SNAP stands for “Stanford Network Analysis Project” (https://snap.stanford.edu/index.html), and provides lots of network datasets.
The Patent citations network dataset contains 3,774,768 patents and 16,518,948 edges that form a directed graph with a node from patent X to Y meaning that patent X cites patent Y.
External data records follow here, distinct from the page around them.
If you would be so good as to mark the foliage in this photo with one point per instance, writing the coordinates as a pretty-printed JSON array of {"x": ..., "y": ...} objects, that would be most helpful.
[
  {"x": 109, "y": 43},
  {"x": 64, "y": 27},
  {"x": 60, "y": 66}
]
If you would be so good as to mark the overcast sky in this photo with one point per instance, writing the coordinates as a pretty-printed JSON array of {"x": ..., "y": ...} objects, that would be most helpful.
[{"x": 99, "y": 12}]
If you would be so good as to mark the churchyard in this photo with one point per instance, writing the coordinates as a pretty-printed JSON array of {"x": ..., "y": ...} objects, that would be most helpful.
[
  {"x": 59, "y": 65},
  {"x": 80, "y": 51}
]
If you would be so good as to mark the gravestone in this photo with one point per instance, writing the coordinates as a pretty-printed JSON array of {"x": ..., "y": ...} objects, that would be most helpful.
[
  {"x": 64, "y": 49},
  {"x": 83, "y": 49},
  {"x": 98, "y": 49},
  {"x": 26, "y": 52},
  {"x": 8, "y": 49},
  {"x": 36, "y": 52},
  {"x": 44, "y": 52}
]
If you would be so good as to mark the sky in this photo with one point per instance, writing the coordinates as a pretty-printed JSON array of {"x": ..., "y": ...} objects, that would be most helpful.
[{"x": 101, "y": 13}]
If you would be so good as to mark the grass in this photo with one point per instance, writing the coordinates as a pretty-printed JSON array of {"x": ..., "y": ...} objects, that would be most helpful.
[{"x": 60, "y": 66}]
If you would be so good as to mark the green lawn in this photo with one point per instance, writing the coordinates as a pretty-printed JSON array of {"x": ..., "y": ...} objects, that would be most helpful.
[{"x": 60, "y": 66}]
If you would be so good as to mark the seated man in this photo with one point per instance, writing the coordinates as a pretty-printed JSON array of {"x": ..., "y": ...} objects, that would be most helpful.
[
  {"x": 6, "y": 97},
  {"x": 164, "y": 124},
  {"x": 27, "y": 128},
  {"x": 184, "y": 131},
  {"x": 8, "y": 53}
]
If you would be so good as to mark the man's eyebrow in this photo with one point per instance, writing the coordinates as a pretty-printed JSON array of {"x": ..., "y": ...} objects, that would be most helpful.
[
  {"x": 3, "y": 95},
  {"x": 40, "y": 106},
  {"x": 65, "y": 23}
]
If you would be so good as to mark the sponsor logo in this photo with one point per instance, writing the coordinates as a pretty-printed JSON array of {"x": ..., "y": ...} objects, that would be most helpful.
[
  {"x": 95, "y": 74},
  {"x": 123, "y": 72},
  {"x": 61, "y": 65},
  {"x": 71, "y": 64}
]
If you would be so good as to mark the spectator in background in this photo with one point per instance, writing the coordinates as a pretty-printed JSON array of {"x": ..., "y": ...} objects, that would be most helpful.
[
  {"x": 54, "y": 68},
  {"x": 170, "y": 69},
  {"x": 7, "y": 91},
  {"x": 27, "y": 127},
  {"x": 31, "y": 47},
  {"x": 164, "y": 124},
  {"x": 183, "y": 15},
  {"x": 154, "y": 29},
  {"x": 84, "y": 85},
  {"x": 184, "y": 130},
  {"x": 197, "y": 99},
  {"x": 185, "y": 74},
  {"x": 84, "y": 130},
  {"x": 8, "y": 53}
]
Like with the npm dataset, the single file dataset exceeds the 100 MB file size limit, so go through a similar sharding exercise. It’s also in a space-separated format, so use this opportunity to convert it to CSV. Processed dataset here: https://github.com/itamaro/fun-with-digraphs/tree/main/data/snap/patents-cit
cd ~/work/digraphs-analysis/fun-with-digraphs/data/snap
mkdir tmp
# clean up the 4-lines header and convert space-separated to comma-separated
tail -n +5 patents-cit/cit-patents.ssv | awk '{print $1 "," $2}' | split -l 1378900 -d - tmp/shard.
# add csv suffix and prepend with an appropriate CSV header
for shard in tmp/shard.*; do (echo "from_patent_id,to_patent_id"; cat $shard) > "$shard".csv; done
# move over the new shards and cleanup
rm patents-cit/cit-patents.ssv
mv tmp/*.csv patents-cit/
rm -r tmpSource: J. Leskovec, J. Kleinberg and C. Faloutsos. Graphs over Time: Densification Laws, Shrinking Diameters and Possible Explanations. ACM SIGKDD International Conference on Knowledge Discovery and Data Mining (KDD), 2005.